The hot sun warming up the plants in an Appalachian mountain clearing where there are ripe blueberries- that is the smell of family weekend hikes in our favorite northwestern NJ spots. Grass and wild onions and dirt- that's my mom digging a new vegetable garden on a windy day in early spring. Hot attic air smell- the hours I spent playing in the long huge attic that covered the length of our big old colonial house- creating huge barbie doll living spaces with a combination of 60's and 70s's hand-me-down barbie furniture and accessories from my older sisters and all kinds of other stuff found in corners of the attic. Musty earthy smell- the root cellar below the kitchen where not much was stored because it was too damp but still an interesting place to play occasionally.  There are other smells that I can't exactly identify but the memory is attached- the smell that says "Jurgen's house in Germany when I was six." Or a smell that is the smell of a loved person long gone. And smells that don't have a specific attachment but have all the good feelings- like apple pie baking in the oven makes the whole world a wonderful place. 
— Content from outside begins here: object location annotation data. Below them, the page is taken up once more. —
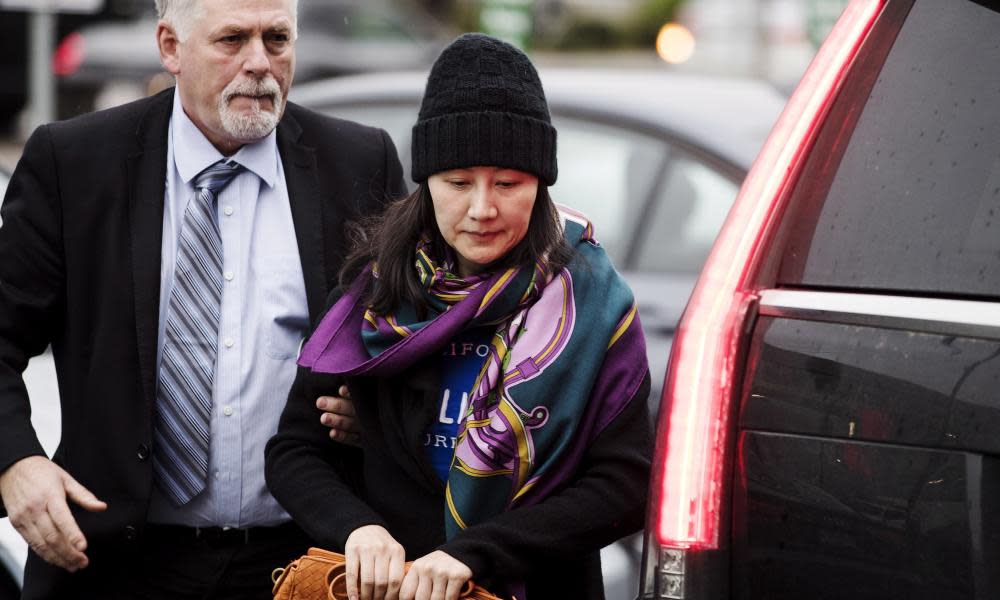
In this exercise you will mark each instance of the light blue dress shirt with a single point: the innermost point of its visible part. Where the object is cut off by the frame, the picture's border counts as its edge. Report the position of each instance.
(264, 319)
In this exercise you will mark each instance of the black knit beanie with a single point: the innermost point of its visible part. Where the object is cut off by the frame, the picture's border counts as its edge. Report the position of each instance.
(483, 106)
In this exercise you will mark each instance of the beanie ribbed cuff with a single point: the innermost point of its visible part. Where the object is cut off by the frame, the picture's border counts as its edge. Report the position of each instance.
(497, 139)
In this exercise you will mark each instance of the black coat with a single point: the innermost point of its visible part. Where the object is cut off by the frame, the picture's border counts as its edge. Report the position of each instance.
(553, 546)
(80, 270)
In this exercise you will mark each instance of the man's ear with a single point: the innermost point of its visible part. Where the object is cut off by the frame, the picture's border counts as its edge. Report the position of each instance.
(169, 46)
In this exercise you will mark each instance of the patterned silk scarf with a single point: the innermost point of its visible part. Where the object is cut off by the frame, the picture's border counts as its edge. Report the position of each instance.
(567, 357)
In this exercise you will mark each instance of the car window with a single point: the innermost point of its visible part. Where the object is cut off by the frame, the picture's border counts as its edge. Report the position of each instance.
(913, 204)
(607, 173)
(687, 212)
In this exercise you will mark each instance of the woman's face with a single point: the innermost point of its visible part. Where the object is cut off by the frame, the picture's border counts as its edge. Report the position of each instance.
(482, 212)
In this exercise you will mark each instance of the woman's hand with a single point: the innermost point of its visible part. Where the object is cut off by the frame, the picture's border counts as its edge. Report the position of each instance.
(374, 564)
(436, 576)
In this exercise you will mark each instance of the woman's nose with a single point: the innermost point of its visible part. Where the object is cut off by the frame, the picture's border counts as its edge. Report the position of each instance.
(482, 205)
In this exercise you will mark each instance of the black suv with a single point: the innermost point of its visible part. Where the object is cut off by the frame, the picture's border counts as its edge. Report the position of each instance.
(830, 425)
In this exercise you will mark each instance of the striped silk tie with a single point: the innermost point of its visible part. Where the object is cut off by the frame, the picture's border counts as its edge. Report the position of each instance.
(187, 366)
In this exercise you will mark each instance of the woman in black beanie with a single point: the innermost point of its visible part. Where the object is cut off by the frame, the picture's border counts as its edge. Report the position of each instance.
(495, 360)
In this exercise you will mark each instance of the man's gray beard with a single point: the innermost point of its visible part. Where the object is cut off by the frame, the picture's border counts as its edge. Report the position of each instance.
(259, 123)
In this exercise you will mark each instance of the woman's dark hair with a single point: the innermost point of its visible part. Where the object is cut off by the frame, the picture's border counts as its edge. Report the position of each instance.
(391, 241)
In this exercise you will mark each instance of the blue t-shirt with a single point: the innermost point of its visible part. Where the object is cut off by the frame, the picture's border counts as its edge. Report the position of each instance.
(461, 360)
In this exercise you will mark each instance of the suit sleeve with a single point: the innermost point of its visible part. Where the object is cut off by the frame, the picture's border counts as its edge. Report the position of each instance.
(31, 287)
(605, 502)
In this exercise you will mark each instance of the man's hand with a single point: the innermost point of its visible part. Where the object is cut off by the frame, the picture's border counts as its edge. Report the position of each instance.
(338, 414)
(437, 576)
(34, 492)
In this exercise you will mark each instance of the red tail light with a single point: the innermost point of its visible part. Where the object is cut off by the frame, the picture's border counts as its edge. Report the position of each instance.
(698, 394)
(69, 55)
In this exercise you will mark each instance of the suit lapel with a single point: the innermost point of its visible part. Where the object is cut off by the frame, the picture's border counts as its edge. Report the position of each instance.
(302, 181)
(147, 171)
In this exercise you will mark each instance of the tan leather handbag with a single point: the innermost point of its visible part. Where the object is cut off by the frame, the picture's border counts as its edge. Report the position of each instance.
(320, 575)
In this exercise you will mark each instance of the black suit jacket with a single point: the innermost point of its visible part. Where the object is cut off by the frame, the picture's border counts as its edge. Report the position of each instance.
(80, 270)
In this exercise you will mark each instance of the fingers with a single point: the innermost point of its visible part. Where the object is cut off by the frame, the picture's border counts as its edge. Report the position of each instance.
(339, 415)
(395, 574)
(453, 589)
(408, 590)
(341, 405)
(52, 545)
(35, 492)
(437, 576)
(351, 568)
(367, 577)
(374, 564)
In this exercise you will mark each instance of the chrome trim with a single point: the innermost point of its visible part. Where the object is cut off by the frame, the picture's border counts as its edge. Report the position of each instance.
(971, 318)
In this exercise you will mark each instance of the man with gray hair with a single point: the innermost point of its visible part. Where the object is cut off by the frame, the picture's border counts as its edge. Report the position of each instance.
(174, 252)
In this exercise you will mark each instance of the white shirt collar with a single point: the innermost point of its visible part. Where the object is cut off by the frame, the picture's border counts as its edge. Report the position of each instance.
(193, 153)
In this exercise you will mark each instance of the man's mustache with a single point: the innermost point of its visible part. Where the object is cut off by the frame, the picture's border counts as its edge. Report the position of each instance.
(255, 88)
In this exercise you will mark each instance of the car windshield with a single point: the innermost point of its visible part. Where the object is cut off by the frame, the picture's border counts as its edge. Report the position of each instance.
(370, 20)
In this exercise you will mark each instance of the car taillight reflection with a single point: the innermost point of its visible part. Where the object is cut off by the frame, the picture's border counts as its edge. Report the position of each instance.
(690, 460)
(68, 55)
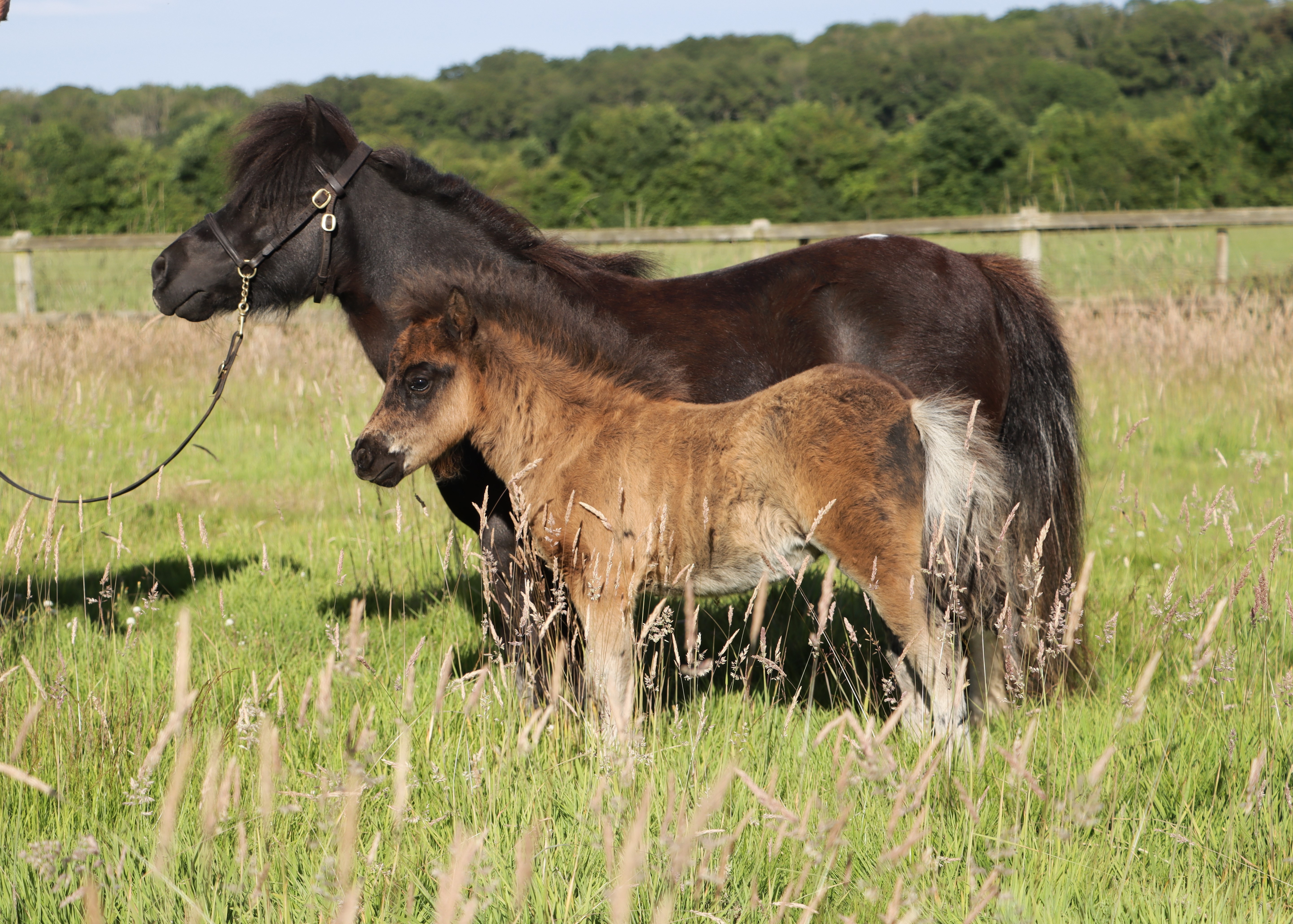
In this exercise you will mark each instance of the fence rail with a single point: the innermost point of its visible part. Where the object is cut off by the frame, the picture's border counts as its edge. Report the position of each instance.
(1028, 223)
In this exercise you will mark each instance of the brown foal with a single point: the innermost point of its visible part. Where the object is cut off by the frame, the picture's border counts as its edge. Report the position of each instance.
(628, 493)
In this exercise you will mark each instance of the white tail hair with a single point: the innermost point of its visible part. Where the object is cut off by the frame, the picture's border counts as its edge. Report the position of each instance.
(966, 503)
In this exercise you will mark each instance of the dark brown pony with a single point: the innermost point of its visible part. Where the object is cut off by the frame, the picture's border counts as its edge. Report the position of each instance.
(625, 493)
(977, 326)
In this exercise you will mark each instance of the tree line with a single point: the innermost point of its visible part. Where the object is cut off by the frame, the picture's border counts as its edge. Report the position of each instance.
(1155, 105)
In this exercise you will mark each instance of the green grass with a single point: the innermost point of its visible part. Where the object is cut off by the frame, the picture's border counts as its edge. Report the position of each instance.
(1175, 833)
(1075, 264)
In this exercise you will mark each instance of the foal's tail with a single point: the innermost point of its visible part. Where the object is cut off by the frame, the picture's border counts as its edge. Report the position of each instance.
(966, 506)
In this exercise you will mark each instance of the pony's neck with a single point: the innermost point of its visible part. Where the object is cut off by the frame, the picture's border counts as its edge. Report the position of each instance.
(535, 400)
(401, 234)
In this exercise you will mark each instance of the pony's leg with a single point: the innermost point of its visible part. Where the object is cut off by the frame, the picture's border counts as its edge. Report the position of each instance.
(987, 674)
(610, 662)
(926, 660)
(930, 664)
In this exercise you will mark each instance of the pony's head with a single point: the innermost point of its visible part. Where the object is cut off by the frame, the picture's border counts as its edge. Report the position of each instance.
(430, 393)
(276, 171)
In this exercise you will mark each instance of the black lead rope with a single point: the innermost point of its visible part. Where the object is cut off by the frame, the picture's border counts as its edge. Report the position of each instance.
(324, 201)
(222, 378)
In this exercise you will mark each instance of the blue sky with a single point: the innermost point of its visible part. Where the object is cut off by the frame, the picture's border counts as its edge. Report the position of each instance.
(109, 44)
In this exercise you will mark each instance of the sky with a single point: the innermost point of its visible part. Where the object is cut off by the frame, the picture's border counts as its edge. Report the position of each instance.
(109, 44)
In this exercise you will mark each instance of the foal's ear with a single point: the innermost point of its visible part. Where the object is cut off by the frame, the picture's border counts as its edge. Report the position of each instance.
(460, 321)
(325, 136)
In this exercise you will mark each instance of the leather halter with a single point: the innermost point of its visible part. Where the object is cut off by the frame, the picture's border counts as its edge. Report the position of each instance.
(324, 201)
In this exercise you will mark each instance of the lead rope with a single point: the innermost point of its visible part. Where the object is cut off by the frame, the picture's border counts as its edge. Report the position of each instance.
(245, 272)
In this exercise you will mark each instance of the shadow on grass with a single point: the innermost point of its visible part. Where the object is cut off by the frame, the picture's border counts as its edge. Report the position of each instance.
(849, 674)
(104, 594)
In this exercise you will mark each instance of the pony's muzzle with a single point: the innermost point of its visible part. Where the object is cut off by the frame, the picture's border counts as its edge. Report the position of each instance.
(374, 462)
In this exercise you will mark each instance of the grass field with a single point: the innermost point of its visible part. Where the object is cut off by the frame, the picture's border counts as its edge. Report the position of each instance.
(1076, 266)
(328, 771)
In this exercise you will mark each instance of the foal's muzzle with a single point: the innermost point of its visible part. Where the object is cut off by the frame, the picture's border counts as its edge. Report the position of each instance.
(374, 462)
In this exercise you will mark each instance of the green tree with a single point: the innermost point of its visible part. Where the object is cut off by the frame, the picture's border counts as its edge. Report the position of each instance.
(620, 149)
(964, 152)
(1269, 127)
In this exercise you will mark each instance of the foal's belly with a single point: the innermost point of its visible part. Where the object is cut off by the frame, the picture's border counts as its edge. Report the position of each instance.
(739, 570)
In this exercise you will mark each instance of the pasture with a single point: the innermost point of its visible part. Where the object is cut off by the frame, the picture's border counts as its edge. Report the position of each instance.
(332, 769)
(1129, 266)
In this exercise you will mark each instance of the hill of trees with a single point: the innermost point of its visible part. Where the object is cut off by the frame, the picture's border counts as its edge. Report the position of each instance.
(1156, 105)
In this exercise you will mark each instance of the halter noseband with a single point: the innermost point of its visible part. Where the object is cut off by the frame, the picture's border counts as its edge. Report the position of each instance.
(324, 201)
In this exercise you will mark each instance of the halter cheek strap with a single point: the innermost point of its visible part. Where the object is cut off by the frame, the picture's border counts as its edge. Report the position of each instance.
(324, 201)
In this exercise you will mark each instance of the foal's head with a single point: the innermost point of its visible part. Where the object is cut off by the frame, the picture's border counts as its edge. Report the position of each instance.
(426, 408)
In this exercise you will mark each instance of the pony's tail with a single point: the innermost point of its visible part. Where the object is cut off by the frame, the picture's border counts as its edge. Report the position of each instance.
(966, 503)
(1040, 435)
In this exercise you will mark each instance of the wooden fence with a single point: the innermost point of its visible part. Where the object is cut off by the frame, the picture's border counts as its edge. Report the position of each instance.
(1028, 224)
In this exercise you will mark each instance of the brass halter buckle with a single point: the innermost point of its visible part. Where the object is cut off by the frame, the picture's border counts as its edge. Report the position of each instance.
(246, 272)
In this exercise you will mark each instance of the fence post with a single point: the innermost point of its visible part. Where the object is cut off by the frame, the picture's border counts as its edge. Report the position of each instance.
(1031, 241)
(760, 229)
(1222, 262)
(24, 283)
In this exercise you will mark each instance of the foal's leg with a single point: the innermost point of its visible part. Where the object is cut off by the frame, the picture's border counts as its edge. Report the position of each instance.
(928, 661)
(610, 661)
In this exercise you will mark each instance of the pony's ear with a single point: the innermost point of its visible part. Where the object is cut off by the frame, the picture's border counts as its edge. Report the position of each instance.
(326, 140)
(460, 321)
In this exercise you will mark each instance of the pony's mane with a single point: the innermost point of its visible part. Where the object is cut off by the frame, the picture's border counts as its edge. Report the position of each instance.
(276, 160)
(532, 307)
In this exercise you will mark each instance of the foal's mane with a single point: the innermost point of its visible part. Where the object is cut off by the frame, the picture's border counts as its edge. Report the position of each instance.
(533, 307)
(276, 160)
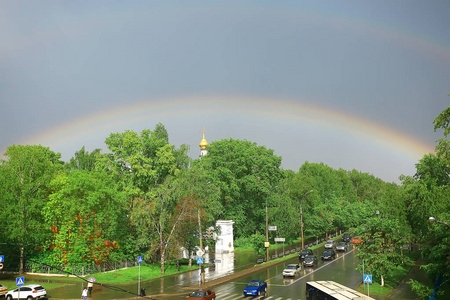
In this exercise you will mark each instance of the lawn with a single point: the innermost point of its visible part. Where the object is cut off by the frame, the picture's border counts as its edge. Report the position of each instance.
(391, 281)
Bad smells? Oh yes, they exist. Formaldehyde- instant reminder of intense headaches after high school biology class dissection labs and the awfulness of death. But most bad smells aren't attached to an evocative memory, thankfully. I just hate them. Strong perfumes and air fresheners and new cars and carpets. Chemical smells. No thank you! They can be so powerful and headache-inducing that I'll do anything to get away from them. Even the most offensive natural smells are far preferable to those. Yep, a dog fart over a new carpet- I'll take it. Even though dog farts might send me fleeing the room just as much as the next person they won't give me a headache and the sensation that evil incarnate is trying to poison the world. There's a few chemical exceptions- like the smell of faint perfume and cigarette smoke clinging to clothing because that is the smell of my mother coming in to check on me after a date night out with my dad (when it was legal to smoke in restaurants so even if you weren't smoking, you still came out smelling like it), and now I could go to sleep because my mom was home. 

I like to keep my coffee beans in the fridge because when I take them out to gring them I love to inhale the cold coffee air that instantly transports me to the blizzard years of high school of endless snow-days off from school and going down to the little coffeeshop that was the hangout of local teens and opening the door and coffee smell flooding out and playing chess with my dear friend and then walking down to the river to look at the magical ice formations hanging from the cliffs  and sparkling in the below-zero sunny weather.

If I could imagine a perfect museum it would be a museum of smell. Different species of pine trees in the hot sun. Smell samples of grandparents houses. Restaurants of the world. Schools on the last day of the school year when it's hot and humid and summer freedom is about to ensue. The wooly-hay-manure smell of a sheep barn. Arizona desert after a rain when mesquite smell fills the air. Coyote bush on a hot California hillside by the ocean. 

Do you have smell memories to share? Please, do! Also welcome: ideas for the Smell Museum.